In effect since July 1, Normative Instruction No. 81/20, published by the Brazilian Department of Company Registration and Integration (DREI), of the Ministry of Economy, repeals various previous normative instructions with the purpose of consolidating the rules relating to the public registration of companies and bringing in some innovations in the wake of Law No. 13,874/19 (the Economic Freedom Law).
Among the rules repealed is Normative Instruction No. 35/17, which contained provisions on "(...) acts of transformation, incorporation, merger and spin-off involving businessmen, companies, as well as the conversion of a simple company into a business company and vice-versa" and, in its article 30, it categorically mentioned that "the conversion of a business company into a non-profit company and vice-versa is prohibited".
The prohibition presented by IN 35 was based on the understanding that the legal framework of business companies was incompatible with the legal framework for non-profit associations, which cannot distribute profits and assets to their members. In such a situation, therefore, the association should be dissolved and a new business company set up. This is because according to article 61 of the Civil Code, in the event of dissolution of an association, the remainder of its net equity shall be allocated to the non-economic entity designated in the bylaws or to the municipal, state, or federal institution with identical or similar purposes. Transforming the association into a business company would mean creating a possibility of returning assets to the partners.
It was also argued that article 1,113[1] of the Civil Code would not apply to non-profit companies since it is included in the Special Part of the Civil Code, which refers to companies, and not in its General Part, which would apply to legal entities in general.
However, IN 81, in its Chapter V, called “Conversion of a partnership (sociedade simples) or association into a business company (sociedade empresária) and vice-versa", with a structure quite similar to Chapter V of IN 35, removed the prohibition on converting a non-profit company into a business company provided for in IN 35 and dealt, in its article 84, with the filing of an instrument of conversion of a partnership or association into an business company.
Under the terms of this article, the instrument of conversion must initially be registered with the Civil Registry in which the partnership or association is registered, and later, together with the amendment and restatement of the organizational documents of the respective corporate type, it shall be submitted for filing with the commercial registry of the same state of the federation or a different one. If the new corporate type is a corporation, the complete list of shareholders must be presented, with an indication of the number of shares resulting from the conversion, since such information would only appear in the corporate books, not in the bylaws (in the case of a limited liability company, the information on quotaholders is part of the articles of association).
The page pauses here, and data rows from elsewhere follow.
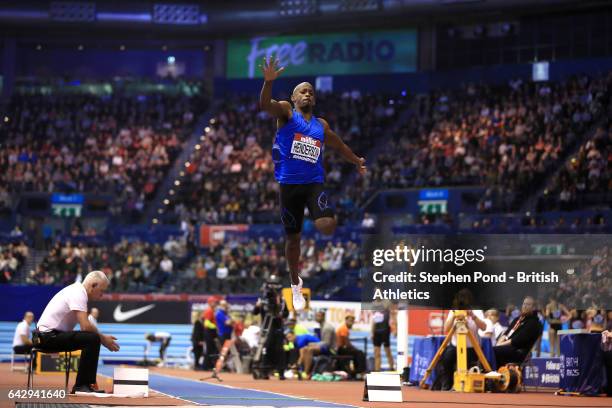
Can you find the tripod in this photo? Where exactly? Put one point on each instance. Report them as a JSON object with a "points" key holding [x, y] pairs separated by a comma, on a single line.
{"points": [[260, 370], [464, 381]]}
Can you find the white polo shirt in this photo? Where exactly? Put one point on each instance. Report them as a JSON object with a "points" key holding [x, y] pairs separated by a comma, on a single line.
{"points": [[23, 328], [60, 313]]}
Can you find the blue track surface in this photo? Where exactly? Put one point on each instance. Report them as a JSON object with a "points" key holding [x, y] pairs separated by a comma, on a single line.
{"points": [[212, 394]]}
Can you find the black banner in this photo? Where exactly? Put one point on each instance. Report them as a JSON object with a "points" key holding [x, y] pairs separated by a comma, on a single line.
{"points": [[143, 312]]}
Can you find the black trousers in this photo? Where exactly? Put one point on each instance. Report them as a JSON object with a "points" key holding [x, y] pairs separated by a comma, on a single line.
{"points": [[24, 349], [358, 359], [87, 342], [211, 348], [608, 364], [163, 346], [198, 350], [445, 369], [508, 354], [275, 356]]}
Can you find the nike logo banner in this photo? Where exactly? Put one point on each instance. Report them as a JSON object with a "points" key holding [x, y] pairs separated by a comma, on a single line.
{"points": [[121, 316], [128, 312]]}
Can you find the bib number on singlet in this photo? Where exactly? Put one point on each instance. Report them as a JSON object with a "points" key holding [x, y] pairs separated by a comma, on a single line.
{"points": [[305, 148]]}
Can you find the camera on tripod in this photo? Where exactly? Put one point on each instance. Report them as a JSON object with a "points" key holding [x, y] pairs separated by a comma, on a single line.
{"points": [[269, 348], [270, 300]]}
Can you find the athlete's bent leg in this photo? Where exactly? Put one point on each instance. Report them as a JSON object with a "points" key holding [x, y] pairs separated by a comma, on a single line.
{"points": [[326, 225]]}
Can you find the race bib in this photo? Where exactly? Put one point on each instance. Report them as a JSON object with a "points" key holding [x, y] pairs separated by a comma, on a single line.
{"points": [[305, 148], [378, 317]]}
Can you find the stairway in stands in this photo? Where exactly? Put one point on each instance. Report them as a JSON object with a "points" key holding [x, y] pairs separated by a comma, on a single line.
{"points": [[156, 207]]}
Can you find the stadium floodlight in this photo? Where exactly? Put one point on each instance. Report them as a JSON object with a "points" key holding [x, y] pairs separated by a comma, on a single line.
{"points": [[351, 6], [72, 11], [179, 14], [298, 8]]}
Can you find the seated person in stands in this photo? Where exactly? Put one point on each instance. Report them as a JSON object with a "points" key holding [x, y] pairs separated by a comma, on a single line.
{"points": [[22, 343], [522, 333], [56, 332], [476, 322], [324, 347], [346, 348], [163, 338]]}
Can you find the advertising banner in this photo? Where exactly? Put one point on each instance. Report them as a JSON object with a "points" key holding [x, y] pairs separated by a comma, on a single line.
{"points": [[150, 312], [367, 52], [542, 372]]}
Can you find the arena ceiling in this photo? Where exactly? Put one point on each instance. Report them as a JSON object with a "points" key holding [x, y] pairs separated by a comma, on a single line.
{"points": [[220, 19]]}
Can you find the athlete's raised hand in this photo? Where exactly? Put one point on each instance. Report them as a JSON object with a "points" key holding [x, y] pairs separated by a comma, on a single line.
{"points": [[270, 69]]}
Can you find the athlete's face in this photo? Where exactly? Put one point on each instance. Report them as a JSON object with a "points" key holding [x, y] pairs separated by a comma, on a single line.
{"points": [[303, 96]]}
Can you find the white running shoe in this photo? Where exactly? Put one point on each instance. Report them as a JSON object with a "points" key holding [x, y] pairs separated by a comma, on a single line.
{"points": [[299, 303]]}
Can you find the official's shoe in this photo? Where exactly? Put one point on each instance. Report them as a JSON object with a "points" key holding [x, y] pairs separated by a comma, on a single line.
{"points": [[85, 389]]}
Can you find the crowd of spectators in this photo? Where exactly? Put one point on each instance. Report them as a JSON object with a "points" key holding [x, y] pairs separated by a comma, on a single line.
{"points": [[243, 267], [12, 258], [586, 179], [117, 144], [173, 267], [230, 176], [133, 266], [505, 137]]}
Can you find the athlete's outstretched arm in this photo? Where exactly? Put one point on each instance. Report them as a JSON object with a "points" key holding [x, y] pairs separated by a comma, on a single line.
{"points": [[282, 109], [333, 140]]}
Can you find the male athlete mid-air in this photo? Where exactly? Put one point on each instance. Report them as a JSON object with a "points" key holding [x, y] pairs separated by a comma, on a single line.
{"points": [[298, 166]]}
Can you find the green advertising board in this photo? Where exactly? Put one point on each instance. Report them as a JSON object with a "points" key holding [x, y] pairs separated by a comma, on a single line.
{"points": [[368, 52]]}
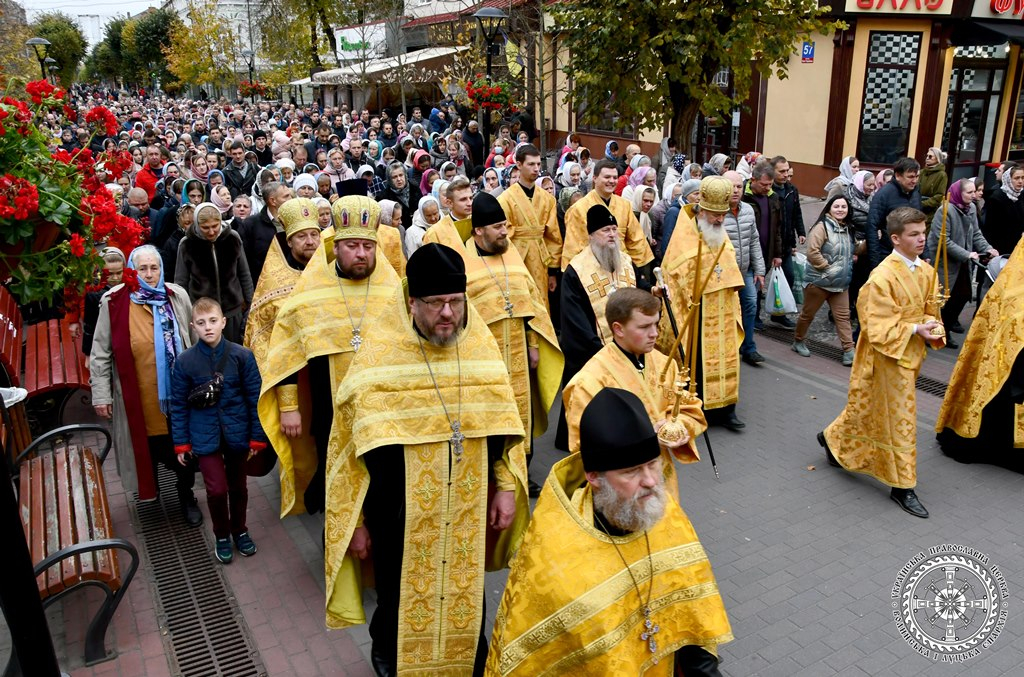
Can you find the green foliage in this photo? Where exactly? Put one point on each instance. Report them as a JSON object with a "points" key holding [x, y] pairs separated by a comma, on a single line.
{"points": [[68, 43], [660, 65]]}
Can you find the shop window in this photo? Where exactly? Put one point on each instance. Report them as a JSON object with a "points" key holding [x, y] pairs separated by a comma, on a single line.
{"points": [[889, 91]]}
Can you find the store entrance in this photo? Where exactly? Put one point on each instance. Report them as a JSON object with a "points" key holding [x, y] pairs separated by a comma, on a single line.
{"points": [[973, 109]]}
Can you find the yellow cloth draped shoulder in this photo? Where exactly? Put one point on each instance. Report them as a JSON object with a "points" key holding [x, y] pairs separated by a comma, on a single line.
{"points": [[631, 237], [312, 322], [570, 607], [611, 369], [535, 390], [389, 242], [388, 397], [992, 344], [449, 233], [534, 230], [275, 283], [599, 285], [721, 322], [876, 433]]}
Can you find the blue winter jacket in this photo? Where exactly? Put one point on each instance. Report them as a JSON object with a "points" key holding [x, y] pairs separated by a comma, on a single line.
{"points": [[235, 417]]}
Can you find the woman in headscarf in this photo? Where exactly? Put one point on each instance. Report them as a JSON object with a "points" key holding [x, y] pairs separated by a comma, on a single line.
{"points": [[847, 169], [391, 235], [427, 213], [139, 333], [933, 182], [212, 263], [400, 191]]}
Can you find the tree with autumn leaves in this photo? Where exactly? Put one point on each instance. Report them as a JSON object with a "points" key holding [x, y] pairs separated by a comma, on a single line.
{"points": [[660, 65]]}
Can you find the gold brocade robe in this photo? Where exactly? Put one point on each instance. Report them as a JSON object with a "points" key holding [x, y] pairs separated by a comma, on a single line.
{"points": [[877, 433], [534, 230], [994, 340], [389, 242], [535, 390], [316, 320], [599, 285], [721, 322], [570, 607], [611, 369], [389, 397], [450, 233], [631, 237], [275, 283]]}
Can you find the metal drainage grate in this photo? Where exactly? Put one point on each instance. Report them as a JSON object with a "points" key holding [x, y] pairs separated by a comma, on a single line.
{"points": [[203, 624], [925, 383]]}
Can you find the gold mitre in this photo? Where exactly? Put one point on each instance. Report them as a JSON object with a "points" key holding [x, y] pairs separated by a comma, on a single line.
{"points": [[354, 217], [715, 194], [298, 214]]}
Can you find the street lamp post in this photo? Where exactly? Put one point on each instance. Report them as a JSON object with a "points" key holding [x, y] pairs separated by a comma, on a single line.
{"points": [[491, 19], [39, 46], [248, 54]]}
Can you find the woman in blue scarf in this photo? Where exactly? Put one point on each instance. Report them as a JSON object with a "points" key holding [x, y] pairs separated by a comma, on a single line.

From an analysis of the new regulations, it is clear that there has been a fundamental change in the position of the DREI regarding the change in the form of a legal entity from an association (or from a non-profit company type) to a business company.
In dealing with the change in the form of a legal entity as a "conversion" and not as a "transformation", it seems to us that the DREI sought to avoid discussion on the possibility of applying the institute of "transformation" to legal entities other than companies, focusing only on the possibility that a non-profit entity may become, through a simple formal act of registration, a for-profit entity.
Thus, IN 81, in its article 74, established that, after registration with the Civil Registry, the instrument of conversion of a partnership or association into a business company shall be filed with the commercial board of the headquarters, accompanied by the amendment and restatement of the organizational documents of the respective corporate type.
Thus, even though the conversion of a legal entity from an association into a business company has been accepted by the DREI from the standpoint of public registration, there are still controversies regarding its legal possibility, and some practical difficulties of an accounting and tax nature need to be faced.
For example, there are no legal parameters for the formation of the capital stock of the company, with the definition of the number and equity value of the quotas or shares newly issued, having an impact on equity accounts. Some associations have securities representing ideal fractions of their assets, corresponding to the contributions made by the members, so-called "equity securities", which would allow for a smooth transition from the association's equity accounts to the business company due to their similarity with the concept of quotas/shares and capital stock. Other associations, however, have no equity securities and so it will be impossible to determine the number of quotas or shares to be assigned to each member of the association.
In the demutualization process of the São Paulo Stock Exchange (Bovespa) and the Futures and Commodities Exchange (BM&F), such associations had equity securities representing their assets, held by the then associates, securities, and commodities and futures brokers. Demutualization was not implemented through transformation, but through the spin-off of associations and merger of the net assets into new companies. Each member received shares issued by such companies in the proportion and value of the equity securities they held in the associations.
Thus, if there are equity securities, the adequacy of the equity accounts as a result of their conversion into a business company would be feasible in proportion to the equity securities of the members, and the value of the capital stock of the company would correspond to the value of the equity of the association.
In the event that the association does not have net equity, it would be necessary for the members to subscribe, in the desired proportion, new quotas/shares for formation of capital stock (as in the incorporation of a company) to be paid up in accordance with the rules established in the subscription instrument.
[1] “Article 1,113. The act of transformation is independent of the winding up or liquidation of the company, and will obey the guiding principles themselves of the constitution and registration of the entity type into which it will be converted."